リオとファルスも竜騎士の家系に生まれただけではなく、貴族でも名を馳せるファルムント家の出だ。祖母は妾腹とはいえもと王女。ファルスはその家を継ぐことも決まっているし、家の格や身分で言うならイサークよりも二人の方が確実に上なのだが、生まれ育ったのは竜の住まう森の奥。使用人はおらず身の回りの世話は全て自分でやっていたし、けして豪華な食事を与えられていたわけでもない。育ちで言うなら恐らくイサークとは雲泥の差の経験を積んだだろう。そのせいでファルムントの屋敷を知ってはいても、煌びやかな店舗の様子に圧倒された二人はだらしなく口を開けぽかんと佇んでいた。
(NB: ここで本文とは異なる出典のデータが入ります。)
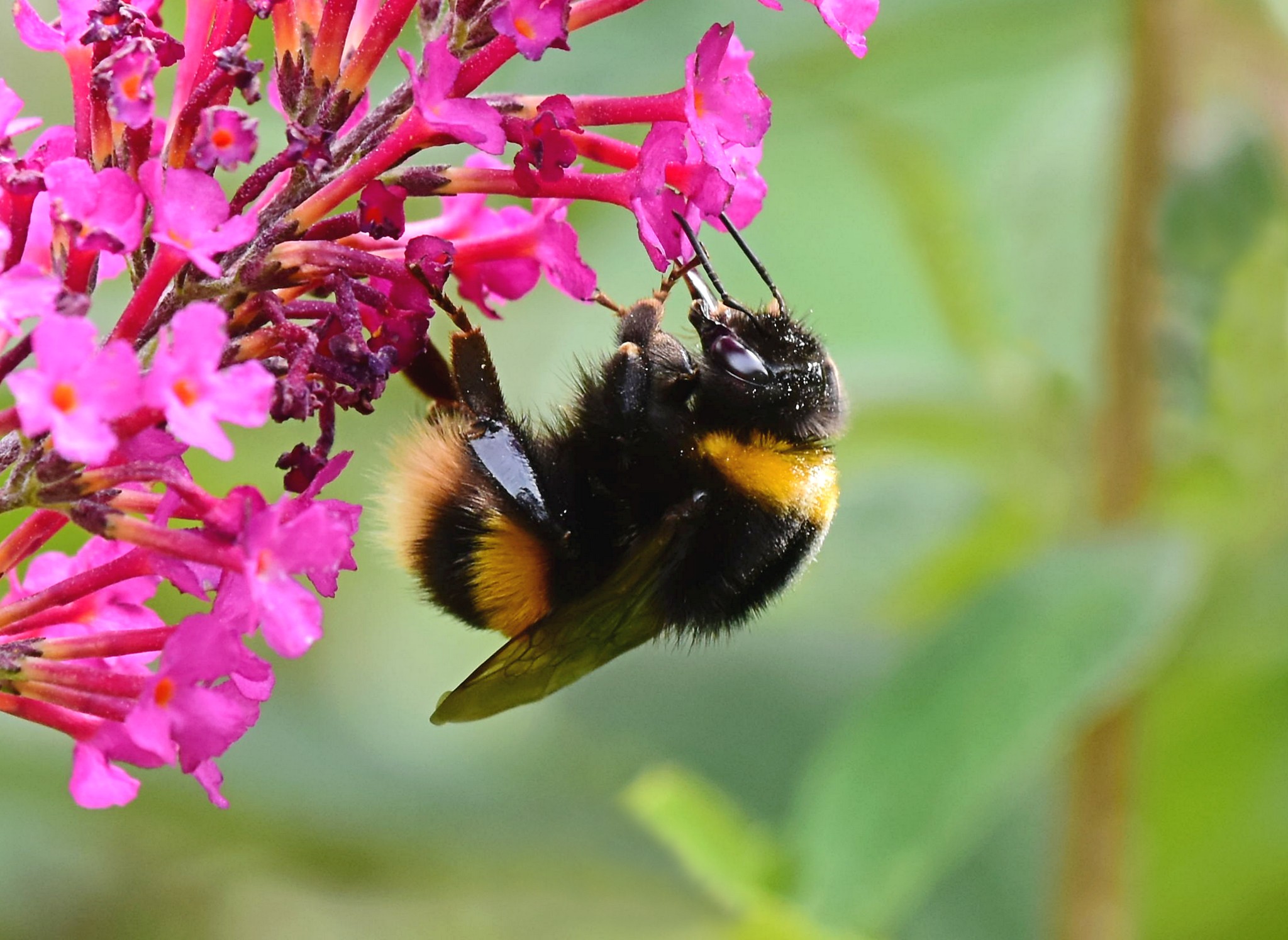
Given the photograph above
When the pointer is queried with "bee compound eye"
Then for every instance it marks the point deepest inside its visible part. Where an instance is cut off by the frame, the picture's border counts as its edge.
(738, 360)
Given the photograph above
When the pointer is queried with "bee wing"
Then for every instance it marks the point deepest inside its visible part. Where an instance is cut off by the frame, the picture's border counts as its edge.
(570, 642)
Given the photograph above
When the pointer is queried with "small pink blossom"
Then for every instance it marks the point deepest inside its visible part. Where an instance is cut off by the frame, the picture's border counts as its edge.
(71, 23)
(721, 101)
(184, 711)
(848, 18)
(226, 138)
(97, 785)
(103, 211)
(544, 143)
(469, 120)
(533, 25)
(128, 75)
(187, 383)
(76, 388)
(25, 292)
(279, 542)
(12, 125)
(191, 215)
(655, 203)
(380, 211)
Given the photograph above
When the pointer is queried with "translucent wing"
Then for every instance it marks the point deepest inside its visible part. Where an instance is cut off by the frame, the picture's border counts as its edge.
(571, 641)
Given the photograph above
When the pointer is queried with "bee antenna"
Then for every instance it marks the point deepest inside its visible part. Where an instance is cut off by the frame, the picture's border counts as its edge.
(755, 262)
(705, 261)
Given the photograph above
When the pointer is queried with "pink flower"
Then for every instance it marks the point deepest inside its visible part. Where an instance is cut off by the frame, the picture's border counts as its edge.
(279, 542)
(116, 608)
(103, 211)
(380, 211)
(226, 138)
(76, 388)
(467, 119)
(25, 292)
(128, 75)
(184, 711)
(191, 215)
(721, 101)
(544, 143)
(12, 125)
(848, 18)
(655, 203)
(187, 383)
(72, 21)
(533, 25)
(97, 785)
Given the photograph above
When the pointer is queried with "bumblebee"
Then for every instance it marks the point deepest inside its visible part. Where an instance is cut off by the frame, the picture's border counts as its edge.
(678, 495)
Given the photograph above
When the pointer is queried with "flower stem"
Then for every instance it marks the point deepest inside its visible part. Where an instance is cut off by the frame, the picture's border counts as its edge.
(30, 537)
(72, 724)
(191, 546)
(167, 264)
(89, 703)
(380, 35)
(110, 644)
(131, 565)
(1095, 900)
(594, 110)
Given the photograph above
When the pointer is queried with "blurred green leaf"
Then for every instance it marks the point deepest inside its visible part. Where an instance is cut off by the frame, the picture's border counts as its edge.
(1214, 781)
(919, 771)
(938, 221)
(733, 858)
(1001, 534)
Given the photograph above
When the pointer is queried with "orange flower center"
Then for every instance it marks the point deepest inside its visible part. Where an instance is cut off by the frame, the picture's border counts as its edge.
(64, 398)
(186, 391)
(525, 29)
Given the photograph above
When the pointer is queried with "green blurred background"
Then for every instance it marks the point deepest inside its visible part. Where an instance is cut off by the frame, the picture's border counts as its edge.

「待たせてごめんね、母の許可は得たから二人とも入って。」
イサークが大きな防水の袋にドレスを詰め込んでくれ、案内されて店に入ると、煌びやかなドレスを纏い茶色の髪を高い位置に結い上げた中年女性が三人を振り返った。胸がとても大きく腰はこれでもかという程にくびれている。年の頃は四十を過ぎたあたりだろうが夜なのに化粧も完璧で、装いのお蔭か実年齢よりも若く見えた。少し、結構派手めな美人だ。イサークと顔が似通っているように感じるが雰囲気はまるで違う。煌びやかで堂々とした彼女こそが何処からどう見ても店の主マデリーン=カメリアだと、見知らぬ双子にもすぐに解った。だが振り返った彼女はリオに視線を止めると驚きに目を見開き息を止めてしまう。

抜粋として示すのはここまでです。